The Sindarin word Edain (The second syllable is pronounced as English dine rather than English dane; the stress falls on the first syllable), singular Adan (Quenya Atani, Atan) literally meant Second People, and originally referred to all Men, but later it only applied to the Men of Beleriand and their descendants. The Quenya term Atani kept its old meaning.

They were divided in three large houses, or tribes:

The Bëorians and Marachians shared a common tongue, and were known to each other before settling in Beleriand. The tongue of the Haladin was alien to them.

The House of Bëor was nearly wiped out by Morgoth, and the remainder of its people merged with the Hadorians to become the Númenóreans. It would seem that the Haladin of Beleriand were completely wiped out, or at least disappeared as a separate people.

When the Númenóreans returned to Middle-earth in the Second Age, they encountered many Men who were obviously related to the Atani: they classified these Men as Middle Men, and established friendly relations with them.

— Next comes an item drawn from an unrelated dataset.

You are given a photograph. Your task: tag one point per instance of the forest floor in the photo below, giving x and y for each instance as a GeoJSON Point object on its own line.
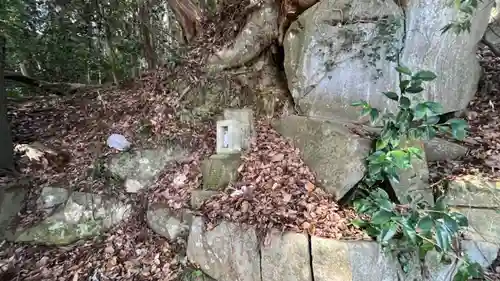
{"type": "Point", "coordinates": [80, 126]}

Examples are the Rohirrim, the Men of Dale, and the Breelanders.

Other Men, such as the Dunlendings, were not recognised as Middle Men because they were related to the Haladin rather than Bëorians or Marachians, and they were hostile to Númenor.

A fourth kind of Men came with the Second House, and called themselves Drughu. This name was adopted in Sindarin as Drúedain or Drû-folk. They were a strange people, living with the Haladin (and possibly related to them) in the forest of Brethil, some even apparently made it to Númenor, but they died out or had left before the Akallabêth. In the Third Age, their kin were known as the Woses[1] of Drúadan forest.